Vortex models are limited. However, our research into the characteristic dimensions of streaky structures across the entire water depth, described in this study, leads us to conclude: the streamwise vortex model, the attached eddy vortex model, and the hairpin vortex model are all suitable models in certain circumstances.

We used quantitative analysis to develop a theoretical model in which packets of attached eddy vortices self-organize and accumulate along the flow direction, thereby forming a cumulative vortex structure, the streamwise vortex. Figure 16 shows that many attached eddy vortices are connected along the flow direction to form the large-scale structure of a streamwise vortex. This behavior provides more details about the formation of large-scale streamwise vortexes. The model explains the characteristics of streamwise vortices (Q2/Q4 events and low- and high-speed streaky structures) and linear streaks based on water depth. Our investigation into the spatial relationships between spanwise vortex density and streaky structures shows that the legs of the hairpin vortex model envelop low-speed streaks. These low-speed hairpin vortex legs can be organized and accumulated into larger-scale quasi-streamwise vortices (Figure 16).

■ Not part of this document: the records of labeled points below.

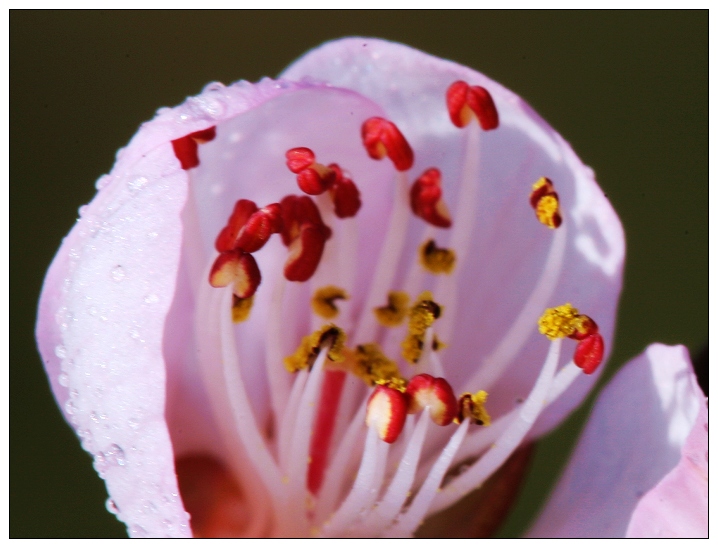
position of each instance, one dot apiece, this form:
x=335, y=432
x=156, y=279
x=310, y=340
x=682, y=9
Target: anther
x=393, y=314
x=382, y=138
x=463, y=101
x=227, y=237
x=329, y=335
x=312, y=178
x=471, y=406
x=323, y=301
x=434, y=394
x=589, y=353
x=426, y=201
x=241, y=308
x=386, y=412
x=544, y=200
x=236, y=267
x=344, y=194
x=437, y=260
x=373, y=367
x=421, y=317
x=185, y=148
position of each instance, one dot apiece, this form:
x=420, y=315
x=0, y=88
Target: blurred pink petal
x=632, y=441
x=149, y=369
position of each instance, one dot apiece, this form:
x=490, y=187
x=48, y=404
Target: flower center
x=379, y=363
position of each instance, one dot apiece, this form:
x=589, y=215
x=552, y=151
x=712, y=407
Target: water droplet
x=118, y=273
x=70, y=407
x=137, y=183
x=115, y=455
x=112, y=507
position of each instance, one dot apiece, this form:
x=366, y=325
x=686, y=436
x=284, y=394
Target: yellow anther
x=323, y=301
x=562, y=321
x=545, y=202
x=422, y=315
x=372, y=366
x=437, y=260
x=395, y=311
x=472, y=406
x=308, y=350
x=241, y=308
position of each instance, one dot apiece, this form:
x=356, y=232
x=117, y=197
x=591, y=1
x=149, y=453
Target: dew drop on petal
x=118, y=273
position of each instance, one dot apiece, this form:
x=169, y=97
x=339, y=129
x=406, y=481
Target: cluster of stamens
x=298, y=221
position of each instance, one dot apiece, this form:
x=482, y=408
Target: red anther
x=426, y=201
x=296, y=211
x=227, y=237
x=185, y=148
x=589, y=353
x=585, y=327
x=299, y=158
x=258, y=228
x=425, y=391
x=386, y=412
x=305, y=252
x=344, y=193
x=236, y=267
x=462, y=100
x=382, y=138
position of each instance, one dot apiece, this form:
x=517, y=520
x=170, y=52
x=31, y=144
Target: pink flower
x=320, y=187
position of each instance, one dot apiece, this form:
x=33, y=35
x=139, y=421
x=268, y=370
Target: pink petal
x=101, y=325
x=678, y=506
x=508, y=248
x=632, y=440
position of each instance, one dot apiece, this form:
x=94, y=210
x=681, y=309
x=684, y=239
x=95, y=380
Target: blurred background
x=629, y=91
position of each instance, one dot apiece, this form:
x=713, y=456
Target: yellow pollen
x=371, y=365
x=562, y=321
x=422, y=315
x=311, y=345
x=472, y=406
x=393, y=314
x=323, y=301
x=435, y=259
x=241, y=308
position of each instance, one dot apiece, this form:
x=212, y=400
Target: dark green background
x=629, y=90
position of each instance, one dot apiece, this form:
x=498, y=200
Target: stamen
x=433, y=394
x=397, y=308
x=463, y=100
x=241, y=308
x=344, y=194
x=421, y=317
x=589, y=353
x=426, y=200
x=437, y=260
x=386, y=412
x=185, y=148
x=323, y=301
x=238, y=268
x=471, y=406
x=227, y=237
x=309, y=348
x=544, y=200
x=312, y=178
x=382, y=138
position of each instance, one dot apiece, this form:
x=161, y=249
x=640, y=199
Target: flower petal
x=508, y=248
x=678, y=506
x=632, y=440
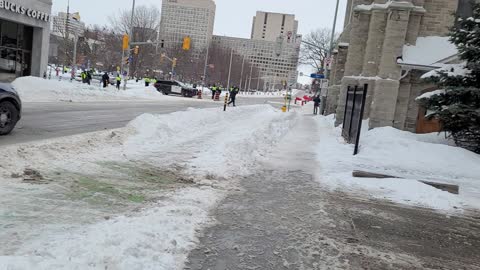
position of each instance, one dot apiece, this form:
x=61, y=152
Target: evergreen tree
x=458, y=106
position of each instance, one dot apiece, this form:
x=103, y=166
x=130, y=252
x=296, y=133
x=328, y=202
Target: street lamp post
x=330, y=50
x=130, y=41
x=241, y=73
x=230, y=70
x=332, y=41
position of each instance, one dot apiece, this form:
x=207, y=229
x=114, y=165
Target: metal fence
x=352, y=120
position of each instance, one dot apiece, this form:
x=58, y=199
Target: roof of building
x=428, y=51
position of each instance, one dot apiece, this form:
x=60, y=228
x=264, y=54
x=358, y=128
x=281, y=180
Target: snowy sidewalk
x=132, y=198
x=283, y=219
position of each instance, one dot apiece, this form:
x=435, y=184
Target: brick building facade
x=382, y=46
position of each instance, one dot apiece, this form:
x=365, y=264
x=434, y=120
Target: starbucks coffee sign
x=19, y=9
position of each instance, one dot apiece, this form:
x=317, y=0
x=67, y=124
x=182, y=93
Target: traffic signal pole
x=130, y=41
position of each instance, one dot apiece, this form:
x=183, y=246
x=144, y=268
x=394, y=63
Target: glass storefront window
x=9, y=34
x=25, y=37
x=15, y=50
x=8, y=59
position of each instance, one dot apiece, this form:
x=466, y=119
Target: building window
x=15, y=50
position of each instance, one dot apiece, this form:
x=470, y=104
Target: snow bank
x=428, y=51
x=231, y=140
x=158, y=236
x=403, y=154
x=431, y=94
x=34, y=89
x=452, y=70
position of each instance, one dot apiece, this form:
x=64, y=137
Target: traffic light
x=186, y=43
x=126, y=40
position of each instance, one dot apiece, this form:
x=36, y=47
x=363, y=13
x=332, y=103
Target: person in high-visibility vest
x=84, y=76
x=233, y=95
x=119, y=81
x=214, y=90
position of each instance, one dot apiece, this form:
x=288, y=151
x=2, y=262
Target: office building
x=75, y=26
x=25, y=32
x=276, y=61
x=274, y=48
x=192, y=18
x=269, y=26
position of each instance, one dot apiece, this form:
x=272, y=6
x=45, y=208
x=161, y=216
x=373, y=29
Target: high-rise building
x=273, y=49
x=75, y=26
x=192, y=18
x=276, y=61
x=269, y=26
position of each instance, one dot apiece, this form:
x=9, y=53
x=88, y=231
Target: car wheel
x=8, y=117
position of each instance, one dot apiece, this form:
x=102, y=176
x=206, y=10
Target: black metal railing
x=354, y=109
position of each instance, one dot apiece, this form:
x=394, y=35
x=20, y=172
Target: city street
x=44, y=120
x=239, y=135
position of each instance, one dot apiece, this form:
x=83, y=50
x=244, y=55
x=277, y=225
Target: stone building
x=389, y=45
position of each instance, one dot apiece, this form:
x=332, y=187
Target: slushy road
x=45, y=120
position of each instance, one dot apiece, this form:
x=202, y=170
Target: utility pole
x=250, y=79
x=75, y=41
x=241, y=73
x=332, y=41
x=66, y=36
x=258, y=80
x=205, y=67
x=330, y=50
x=230, y=70
x=130, y=44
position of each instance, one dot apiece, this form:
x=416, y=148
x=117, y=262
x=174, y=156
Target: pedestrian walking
x=233, y=95
x=214, y=90
x=316, y=104
x=89, y=77
x=119, y=81
x=105, y=80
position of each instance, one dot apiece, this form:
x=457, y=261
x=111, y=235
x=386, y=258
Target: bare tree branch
x=315, y=47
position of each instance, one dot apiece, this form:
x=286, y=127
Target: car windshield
x=220, y=134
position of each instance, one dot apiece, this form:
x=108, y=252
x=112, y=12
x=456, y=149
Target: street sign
x=317, y=76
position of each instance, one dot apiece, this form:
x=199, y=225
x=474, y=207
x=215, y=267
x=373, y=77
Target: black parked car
x=10, y=108
x=176, y=88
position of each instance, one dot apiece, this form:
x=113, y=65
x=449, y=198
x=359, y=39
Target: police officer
x=84, y=76
x=118, y=79
x=233, y=95
x=105, y=80
x=214, y=90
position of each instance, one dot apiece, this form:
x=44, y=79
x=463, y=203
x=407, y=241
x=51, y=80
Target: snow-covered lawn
x=131, y=198
x=411, y=156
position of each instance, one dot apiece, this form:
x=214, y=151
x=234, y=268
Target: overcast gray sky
x=233, y=17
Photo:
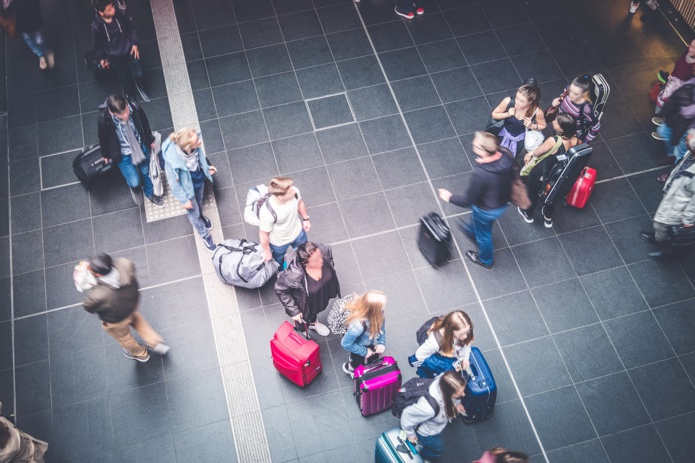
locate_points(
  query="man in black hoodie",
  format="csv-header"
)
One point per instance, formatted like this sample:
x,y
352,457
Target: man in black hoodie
x,y
116,45
488,194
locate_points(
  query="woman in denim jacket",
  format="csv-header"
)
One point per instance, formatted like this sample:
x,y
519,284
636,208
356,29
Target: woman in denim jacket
x,y
366,334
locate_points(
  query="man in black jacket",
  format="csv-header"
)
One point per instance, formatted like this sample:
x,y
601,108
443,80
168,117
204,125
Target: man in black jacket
x,y
116,45
487,195
125,138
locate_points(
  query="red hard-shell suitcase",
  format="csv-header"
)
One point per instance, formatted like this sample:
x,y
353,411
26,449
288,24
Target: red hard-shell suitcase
x,y
295,356
580,192
376,384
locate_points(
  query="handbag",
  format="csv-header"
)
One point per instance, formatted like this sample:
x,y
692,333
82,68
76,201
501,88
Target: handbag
x,y
552,112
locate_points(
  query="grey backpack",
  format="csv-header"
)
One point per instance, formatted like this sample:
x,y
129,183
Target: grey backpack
x,y
240,263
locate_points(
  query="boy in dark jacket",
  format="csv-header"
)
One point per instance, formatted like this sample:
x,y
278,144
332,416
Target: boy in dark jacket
x,y
114,299
116,44
125,138
487,195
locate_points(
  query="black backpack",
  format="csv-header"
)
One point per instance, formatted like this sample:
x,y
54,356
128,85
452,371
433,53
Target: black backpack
x,y
410,393
422,332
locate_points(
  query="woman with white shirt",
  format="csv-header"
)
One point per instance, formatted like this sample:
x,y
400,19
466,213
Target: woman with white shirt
x,y
448,345
423,424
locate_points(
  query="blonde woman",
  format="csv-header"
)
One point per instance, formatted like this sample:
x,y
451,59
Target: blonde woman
x,y
187,168
366,334
448,341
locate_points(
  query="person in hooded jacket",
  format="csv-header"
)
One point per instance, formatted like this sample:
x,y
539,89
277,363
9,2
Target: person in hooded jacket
x,y
487,196
115,299
423,424
307,284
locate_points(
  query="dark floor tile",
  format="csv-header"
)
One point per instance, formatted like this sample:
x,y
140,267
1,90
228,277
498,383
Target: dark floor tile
x,y
650,273
467,116
341,143
310,52
398,168
288,120
62,205
353,211
349,44
677,323
330,111
402,64
243,130
260,33
210,442
555,429
320,81
360,72
385,134
297,153
613,403
587,352
32,386
626,334
537,366
481,48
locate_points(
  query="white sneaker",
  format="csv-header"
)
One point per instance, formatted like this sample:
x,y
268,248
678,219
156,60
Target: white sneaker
x,y
320,328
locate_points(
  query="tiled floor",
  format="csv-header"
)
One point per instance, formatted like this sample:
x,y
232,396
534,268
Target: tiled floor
x,y
592,342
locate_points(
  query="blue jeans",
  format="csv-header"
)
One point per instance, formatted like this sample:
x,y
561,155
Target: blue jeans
x,y
130,173
480,227
279,251
678,151
432,446
35,42
195,215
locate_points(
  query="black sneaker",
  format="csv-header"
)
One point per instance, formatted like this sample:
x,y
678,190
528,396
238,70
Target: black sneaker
x,y
525,215
156,200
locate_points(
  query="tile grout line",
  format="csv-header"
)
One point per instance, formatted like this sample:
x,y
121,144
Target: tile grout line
x,y
468,273
248,430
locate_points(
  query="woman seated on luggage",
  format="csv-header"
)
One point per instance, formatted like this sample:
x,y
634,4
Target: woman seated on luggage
x,y
576,101
421,422
448,345
520,113
540,162
366,329
307,284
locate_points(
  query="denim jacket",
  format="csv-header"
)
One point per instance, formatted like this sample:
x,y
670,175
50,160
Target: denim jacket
x,y
357,337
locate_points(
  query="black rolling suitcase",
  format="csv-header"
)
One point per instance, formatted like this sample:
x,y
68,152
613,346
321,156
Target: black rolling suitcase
x,y
434,239
89,165
565,172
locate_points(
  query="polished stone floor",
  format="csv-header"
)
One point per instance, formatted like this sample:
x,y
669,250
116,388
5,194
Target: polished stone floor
x,y
590,342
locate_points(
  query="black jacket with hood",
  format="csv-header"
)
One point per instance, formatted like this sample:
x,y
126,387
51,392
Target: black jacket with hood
x,y
291,285
491,184
108,139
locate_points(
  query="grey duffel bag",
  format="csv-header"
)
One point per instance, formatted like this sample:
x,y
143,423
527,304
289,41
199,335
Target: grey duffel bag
x,y
240,263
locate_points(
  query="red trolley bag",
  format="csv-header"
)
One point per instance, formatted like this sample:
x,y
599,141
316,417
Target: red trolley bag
x,y
580,192
295,356
376,384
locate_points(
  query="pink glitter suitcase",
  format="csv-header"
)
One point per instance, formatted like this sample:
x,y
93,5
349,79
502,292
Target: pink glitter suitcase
x,y
376,384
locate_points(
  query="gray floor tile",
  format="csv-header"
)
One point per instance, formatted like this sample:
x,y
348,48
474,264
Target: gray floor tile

Further analysis of the details of the vortex models led us to propose a simple hypothesis: the three coherent structures, modeled individually as a streamwise vortex, while an attached eddy vortex and a hairpin vortex both exist separately in turbulent flow. It is likely that they are all manifestations of the same turbulent structure under different paradigmatic approaches, as shown in Figure 16.

4.2. Conclusions

We based this study on 30 sets of closed-channel flow DNS data. Image processing was employed to identify low- and high-speed streaks, using a detection function and a threshold value, C_t. Statistical methods were used to calculate the characteristic dimensions of both low- and high-speed streaks. We investigated three models of coherent structures (streamwise vortex, attached eddy vortex, and hairpin vortices) and demonstrated their application. Analysis of the characteristic dimensions of streaky structures and vortices and further analysis of the relationships among the three vortex models led us to suggest a straightforward hypothesis. The results we obtained are summarized as follows.

(1)

The average width of streaks and the average distance between adjacent streaks that we observed are consistent with the results of previous studies, which indicates the suitability of our method of identifying and calculating both low- and high-speed streaky structures.

(2)

The development of streaks from the inner turbulent region to the outer region is a continuous process. The length of streaky structures increases linearly with the water depth, and it is approximately twice the water depth. This result also shows the suitability of both the streamwise vortex and the funnel vortex models.

(3)

The spanwise vortex density in the x–z plane is greatest within low-speed streaks, intermediate in the in-between region, and least in the high-speed streaks. We infer that the legs of the hairpin vortices envelop the low-speed streaky structures to move in the streamwise direction and conclude that the hairpin vortex model provides a suitable representation.

(4)

The theoretical model of the locations in the x–z plane of streamwise vortices, attached-eddy vortices and hairpin vortices established the possibility of the coexistence of three vortex structures; this recognition increases our understanding of the mechanics of coherent structures in turbulent flows.